Leipzig: Und die 13 ist doch eine Glückszahl – zumindest für Simon Delestre

Leipzig – Partner Pferd 2017

Simon Delestre und Chadino, Sieger im Championat von Leipzig 2017. (© sportfotos-lafrentz.de)

Highlight im Parcours von Leipzig war heute das Championat. Und das ging nach Frankreich an einen, der zwar erfolgsverwöhnt ist, damit heute aber dann doch gar nicht gerechnet hatte.

Simon Delestre entschied als letzter der dreizehn Starter im Stechen das Championat von Leipzig für sich. 41,14 Sekunden benötigte der Franzose für seine strafpunktfreie Runde und sicherte sich einen PKW im Wert von 33 000 Euro. Chadino, den zwölfjährigen Hengst v. Chacco Blue hat er erst seit September 2016 unter dem Sattel. „Ich bin selbst überrascht und sehr glücklich, dass Chadino jetzt so schnell gehen kann. Dass er viel Vermögen hat und vorsichtig ist, war mir immer klar. Aber er hatte zunächst Probleme mit der Balance. Die sind jetzt wohl überwunden, er hat sich toll entwickelt“, freute sich der Fünfte der Weltrangliste über den im Gestüt Lewitz gezogenen Oldenburger.

Große Erwartungen

Hello M`Lord ist erst zehn Jahre alt, sein Reiter Scott Brasch war hoch erfreut über den zweiten Platz im Championat, zumal er mit 41,31 Sekunden. nah an der Bestzeit war. „Für das Stechen heute brauchte man ein rittiges Pferd. Es gab lange Wege, kurze Wendungen und eine Kombination, in der das Pferd sehr vorsichtig sein musste. Alle diese Qualitäten hat Hallo M`Lord heute gezeigt. Ich erwarte noch Großes von ihm.“

Nomen est Omen

Auch der Drittplatzierte strahlte. Mit Quick Jumper war Andreas Kreuzer bester Deutscher. Der Hannoversche Wallach v. Quidam’s Rubin machte seinem Namen als erster Starter im Stechen alle Ehre, nur 41,57 Sekunden zeigte die Uhr. „Natürlich habe ich einen Moment lang gehofft, der ganz große Wurf sei mir gelungen“, gibt der in Herford lebende Kreuzer zu. „Es wäre auch falsch zu behaupten, dass ich nicht einen kleinen Augenblick lang enttäuscht war. Aber unterm Strich freue ich mich sehr, so nah an Scott und Simon dran zu sein. Ich hoffe bald öfter schnell reiten zu können, häufiger ein Stechen zu erreichen, in dem ich kompromisslos losreiten kann. Heute war ein wichtiger Schritt auf dem Weg dorthin.“

Man spricht Französisch

Und er spricht noch seinen Respekt für Simon Delestre und dessen Leistung mit Chadino aus. Kreuzer hatte in seiner Zeit als Bereiter im Stall Schockemöhle den Hengst siebenjährig geritten und wusste deshalb um dessen mangelhafte Balance. In fließendem Französisch konnte er sich darüber mit Delestre austauschen.

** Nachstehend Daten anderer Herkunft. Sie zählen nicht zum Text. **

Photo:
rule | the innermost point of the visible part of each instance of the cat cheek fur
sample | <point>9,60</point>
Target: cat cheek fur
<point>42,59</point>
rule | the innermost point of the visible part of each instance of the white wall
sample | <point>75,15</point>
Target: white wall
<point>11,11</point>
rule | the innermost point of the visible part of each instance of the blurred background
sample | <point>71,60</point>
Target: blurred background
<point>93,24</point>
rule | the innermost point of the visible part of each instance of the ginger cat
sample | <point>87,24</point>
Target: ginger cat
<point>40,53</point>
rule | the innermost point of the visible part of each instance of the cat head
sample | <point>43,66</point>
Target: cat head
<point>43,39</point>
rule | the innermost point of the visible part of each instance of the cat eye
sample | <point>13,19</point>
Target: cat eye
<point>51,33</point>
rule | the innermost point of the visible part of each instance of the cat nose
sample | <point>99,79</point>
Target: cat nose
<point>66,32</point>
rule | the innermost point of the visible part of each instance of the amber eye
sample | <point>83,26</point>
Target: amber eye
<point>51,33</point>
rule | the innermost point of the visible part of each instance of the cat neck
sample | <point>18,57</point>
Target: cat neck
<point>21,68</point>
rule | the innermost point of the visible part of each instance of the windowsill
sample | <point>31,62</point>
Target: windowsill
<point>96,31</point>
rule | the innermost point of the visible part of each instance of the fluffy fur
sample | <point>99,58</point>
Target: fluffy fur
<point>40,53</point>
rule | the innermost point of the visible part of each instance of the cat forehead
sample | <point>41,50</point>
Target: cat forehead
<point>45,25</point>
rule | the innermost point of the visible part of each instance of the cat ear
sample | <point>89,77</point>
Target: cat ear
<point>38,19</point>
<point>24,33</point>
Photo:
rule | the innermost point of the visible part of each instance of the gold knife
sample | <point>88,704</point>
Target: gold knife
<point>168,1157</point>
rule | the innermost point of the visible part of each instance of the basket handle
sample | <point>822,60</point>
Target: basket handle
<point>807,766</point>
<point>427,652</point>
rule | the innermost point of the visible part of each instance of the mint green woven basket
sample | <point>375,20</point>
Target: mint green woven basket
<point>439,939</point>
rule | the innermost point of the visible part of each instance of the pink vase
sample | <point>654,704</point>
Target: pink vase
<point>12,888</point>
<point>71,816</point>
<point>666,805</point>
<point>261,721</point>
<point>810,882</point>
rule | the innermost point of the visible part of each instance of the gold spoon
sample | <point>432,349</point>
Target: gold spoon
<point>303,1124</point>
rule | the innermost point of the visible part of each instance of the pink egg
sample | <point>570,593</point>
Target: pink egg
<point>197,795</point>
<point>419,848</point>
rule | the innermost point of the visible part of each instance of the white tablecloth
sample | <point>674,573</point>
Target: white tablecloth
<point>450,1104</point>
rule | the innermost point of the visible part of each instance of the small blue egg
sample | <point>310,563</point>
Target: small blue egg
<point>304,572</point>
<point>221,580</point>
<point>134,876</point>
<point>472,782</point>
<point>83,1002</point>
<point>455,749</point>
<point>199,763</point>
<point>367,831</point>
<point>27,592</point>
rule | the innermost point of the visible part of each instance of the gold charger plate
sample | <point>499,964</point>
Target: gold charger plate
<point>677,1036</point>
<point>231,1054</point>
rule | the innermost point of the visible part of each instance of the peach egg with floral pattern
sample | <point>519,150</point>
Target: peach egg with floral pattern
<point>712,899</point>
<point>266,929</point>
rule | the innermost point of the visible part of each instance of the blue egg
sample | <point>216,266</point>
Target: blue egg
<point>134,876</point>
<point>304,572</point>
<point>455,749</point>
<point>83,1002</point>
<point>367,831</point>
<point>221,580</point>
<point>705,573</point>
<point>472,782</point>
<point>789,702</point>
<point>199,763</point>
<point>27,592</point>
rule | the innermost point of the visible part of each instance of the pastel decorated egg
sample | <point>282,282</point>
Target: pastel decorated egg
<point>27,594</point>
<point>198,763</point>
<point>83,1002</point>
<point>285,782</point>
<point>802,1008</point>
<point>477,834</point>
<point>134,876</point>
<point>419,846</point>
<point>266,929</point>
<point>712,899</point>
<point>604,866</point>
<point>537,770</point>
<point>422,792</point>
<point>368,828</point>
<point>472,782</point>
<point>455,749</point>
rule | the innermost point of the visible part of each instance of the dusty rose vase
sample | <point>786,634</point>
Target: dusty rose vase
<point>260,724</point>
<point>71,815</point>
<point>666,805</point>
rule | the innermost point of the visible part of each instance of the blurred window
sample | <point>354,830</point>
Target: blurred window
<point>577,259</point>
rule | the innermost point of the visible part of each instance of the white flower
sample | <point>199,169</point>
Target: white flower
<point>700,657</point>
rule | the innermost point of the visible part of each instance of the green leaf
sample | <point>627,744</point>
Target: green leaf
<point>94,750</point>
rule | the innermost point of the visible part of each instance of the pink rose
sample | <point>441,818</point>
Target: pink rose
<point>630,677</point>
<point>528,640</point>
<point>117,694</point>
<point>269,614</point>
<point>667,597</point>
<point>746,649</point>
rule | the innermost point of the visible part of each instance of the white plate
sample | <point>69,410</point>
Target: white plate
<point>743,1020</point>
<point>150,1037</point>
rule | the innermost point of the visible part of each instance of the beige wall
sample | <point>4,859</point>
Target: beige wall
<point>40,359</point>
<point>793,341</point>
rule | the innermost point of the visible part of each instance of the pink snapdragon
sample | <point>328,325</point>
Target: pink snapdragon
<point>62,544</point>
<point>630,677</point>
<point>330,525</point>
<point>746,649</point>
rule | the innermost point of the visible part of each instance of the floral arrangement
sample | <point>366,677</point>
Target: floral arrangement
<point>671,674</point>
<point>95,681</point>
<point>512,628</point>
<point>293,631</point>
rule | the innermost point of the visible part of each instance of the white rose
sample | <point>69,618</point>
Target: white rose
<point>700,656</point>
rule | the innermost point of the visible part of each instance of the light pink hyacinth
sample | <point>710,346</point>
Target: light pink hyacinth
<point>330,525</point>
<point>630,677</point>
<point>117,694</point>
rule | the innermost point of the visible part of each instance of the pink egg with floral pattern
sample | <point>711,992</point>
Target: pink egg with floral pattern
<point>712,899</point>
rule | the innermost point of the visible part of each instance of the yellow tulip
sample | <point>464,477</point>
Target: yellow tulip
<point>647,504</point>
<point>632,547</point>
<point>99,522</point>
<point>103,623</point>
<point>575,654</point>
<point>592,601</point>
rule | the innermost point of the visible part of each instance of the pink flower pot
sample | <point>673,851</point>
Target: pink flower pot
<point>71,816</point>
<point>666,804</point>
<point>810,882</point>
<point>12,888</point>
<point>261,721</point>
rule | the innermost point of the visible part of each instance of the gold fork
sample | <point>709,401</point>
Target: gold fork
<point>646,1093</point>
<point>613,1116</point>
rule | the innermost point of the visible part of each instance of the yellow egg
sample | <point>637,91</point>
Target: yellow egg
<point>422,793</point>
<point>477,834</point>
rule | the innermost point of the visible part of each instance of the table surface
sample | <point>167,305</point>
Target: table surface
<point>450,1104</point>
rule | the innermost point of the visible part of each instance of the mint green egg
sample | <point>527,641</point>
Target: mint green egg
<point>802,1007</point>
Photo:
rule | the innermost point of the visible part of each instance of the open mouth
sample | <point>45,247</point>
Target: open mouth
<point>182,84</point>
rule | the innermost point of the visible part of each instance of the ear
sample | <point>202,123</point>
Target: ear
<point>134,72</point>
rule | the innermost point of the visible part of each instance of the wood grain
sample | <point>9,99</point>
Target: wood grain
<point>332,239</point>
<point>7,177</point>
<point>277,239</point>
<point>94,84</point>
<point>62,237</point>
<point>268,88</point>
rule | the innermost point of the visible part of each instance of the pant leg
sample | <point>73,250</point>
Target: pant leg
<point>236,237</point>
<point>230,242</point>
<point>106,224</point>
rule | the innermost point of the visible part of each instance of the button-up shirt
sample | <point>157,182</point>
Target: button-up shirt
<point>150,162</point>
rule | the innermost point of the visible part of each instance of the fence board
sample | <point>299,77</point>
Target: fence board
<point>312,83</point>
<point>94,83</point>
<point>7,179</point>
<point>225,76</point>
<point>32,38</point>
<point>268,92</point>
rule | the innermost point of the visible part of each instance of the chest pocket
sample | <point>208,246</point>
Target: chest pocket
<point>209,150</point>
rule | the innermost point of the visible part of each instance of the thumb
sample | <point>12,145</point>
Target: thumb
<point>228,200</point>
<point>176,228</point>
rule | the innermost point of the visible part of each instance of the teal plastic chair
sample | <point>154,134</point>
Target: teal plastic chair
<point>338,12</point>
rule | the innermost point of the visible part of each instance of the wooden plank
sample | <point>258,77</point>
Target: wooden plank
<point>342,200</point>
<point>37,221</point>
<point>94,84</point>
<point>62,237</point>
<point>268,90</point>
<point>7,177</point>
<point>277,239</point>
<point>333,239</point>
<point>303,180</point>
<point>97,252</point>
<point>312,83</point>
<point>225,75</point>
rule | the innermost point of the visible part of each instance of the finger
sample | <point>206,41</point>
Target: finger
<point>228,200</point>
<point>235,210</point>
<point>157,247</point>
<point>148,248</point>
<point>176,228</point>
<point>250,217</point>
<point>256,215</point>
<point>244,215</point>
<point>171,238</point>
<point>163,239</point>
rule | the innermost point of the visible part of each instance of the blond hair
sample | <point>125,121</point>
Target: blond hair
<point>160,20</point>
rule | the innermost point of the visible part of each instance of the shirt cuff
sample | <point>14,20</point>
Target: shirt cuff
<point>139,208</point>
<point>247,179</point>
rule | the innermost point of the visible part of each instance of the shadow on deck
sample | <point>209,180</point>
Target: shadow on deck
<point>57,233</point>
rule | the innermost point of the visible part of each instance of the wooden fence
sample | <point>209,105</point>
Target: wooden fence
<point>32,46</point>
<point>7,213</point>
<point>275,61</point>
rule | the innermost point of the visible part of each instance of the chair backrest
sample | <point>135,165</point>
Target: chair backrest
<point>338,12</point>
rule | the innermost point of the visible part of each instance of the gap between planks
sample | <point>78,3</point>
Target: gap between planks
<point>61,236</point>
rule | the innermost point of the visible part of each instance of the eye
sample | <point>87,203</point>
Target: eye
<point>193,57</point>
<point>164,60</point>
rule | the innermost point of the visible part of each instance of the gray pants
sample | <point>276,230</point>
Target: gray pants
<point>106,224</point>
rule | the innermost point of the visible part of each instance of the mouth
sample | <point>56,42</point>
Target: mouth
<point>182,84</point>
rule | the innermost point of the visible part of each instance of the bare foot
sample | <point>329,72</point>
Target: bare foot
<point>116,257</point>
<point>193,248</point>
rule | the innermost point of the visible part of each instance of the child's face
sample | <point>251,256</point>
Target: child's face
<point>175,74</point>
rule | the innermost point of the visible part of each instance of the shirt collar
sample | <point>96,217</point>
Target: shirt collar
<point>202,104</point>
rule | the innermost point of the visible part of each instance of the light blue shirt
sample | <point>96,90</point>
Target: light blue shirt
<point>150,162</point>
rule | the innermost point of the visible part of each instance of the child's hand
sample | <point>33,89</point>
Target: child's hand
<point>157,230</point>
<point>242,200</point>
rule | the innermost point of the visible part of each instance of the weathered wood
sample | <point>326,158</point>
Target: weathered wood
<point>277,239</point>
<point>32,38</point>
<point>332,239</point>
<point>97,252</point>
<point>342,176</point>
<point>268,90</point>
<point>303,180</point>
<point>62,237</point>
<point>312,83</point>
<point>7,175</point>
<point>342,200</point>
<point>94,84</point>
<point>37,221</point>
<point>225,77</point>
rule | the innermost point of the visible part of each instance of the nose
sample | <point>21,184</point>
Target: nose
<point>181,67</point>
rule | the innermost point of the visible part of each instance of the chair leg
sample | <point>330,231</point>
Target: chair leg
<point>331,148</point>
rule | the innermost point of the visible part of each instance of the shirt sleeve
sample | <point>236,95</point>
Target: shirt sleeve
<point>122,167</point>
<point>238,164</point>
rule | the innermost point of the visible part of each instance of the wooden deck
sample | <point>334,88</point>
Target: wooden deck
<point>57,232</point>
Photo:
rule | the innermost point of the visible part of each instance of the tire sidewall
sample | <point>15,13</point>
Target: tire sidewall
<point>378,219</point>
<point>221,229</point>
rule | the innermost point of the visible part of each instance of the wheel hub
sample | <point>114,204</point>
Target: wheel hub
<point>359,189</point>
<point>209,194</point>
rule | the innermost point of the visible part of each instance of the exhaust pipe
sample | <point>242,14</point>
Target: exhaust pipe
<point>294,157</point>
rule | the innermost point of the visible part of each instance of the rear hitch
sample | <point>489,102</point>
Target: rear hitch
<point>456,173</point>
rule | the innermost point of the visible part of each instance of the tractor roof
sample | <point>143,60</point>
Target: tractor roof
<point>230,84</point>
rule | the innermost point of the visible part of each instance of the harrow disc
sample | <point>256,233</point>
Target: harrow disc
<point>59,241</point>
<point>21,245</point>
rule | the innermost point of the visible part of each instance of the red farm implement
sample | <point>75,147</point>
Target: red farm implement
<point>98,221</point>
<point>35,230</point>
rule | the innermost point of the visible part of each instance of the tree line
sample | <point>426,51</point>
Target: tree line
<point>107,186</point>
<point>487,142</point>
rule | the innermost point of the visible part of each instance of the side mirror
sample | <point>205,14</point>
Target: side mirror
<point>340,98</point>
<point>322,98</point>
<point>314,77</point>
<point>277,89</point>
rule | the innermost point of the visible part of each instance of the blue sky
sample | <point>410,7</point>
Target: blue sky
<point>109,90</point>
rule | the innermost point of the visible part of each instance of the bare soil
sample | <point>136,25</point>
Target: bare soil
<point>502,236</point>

Wiedersehen mit einem Bekannten

Ihren zweiten gemeinsamen Auftritt nach Basel am vorangegangenen Wochenende hatten der Italiener Alberto Zorzi und der elfjährige Hannoveraner Cornetto K v. Cornet Obolensky-Calido (Z.: Johann Krull). Und der verlief erfolgreich, nachdem sie in Basel bereits viel versprechende Runden gedreht hatten, aber nicht platziert wurden: Heute war es Rang fünf im Stechen.

Der schicke Rappe Cornetto K war im Sommer noch mit Brasiliens Alvaro de Miranda Neto bei den Olympischen Spielen am Start gewesen. Nach der Trennung von ihm und Athina Onassis hatte diese ihrem Ex-Partner jedoch verboten, ihr Pferd weiter zu reiten. Nun sitzt mit Alberto Zorzi erst einmal ein Bereiter aus dem Stall von Jan Tops im Sattel, wo auch Athina ihre Pferde derzeit untergebracht hat.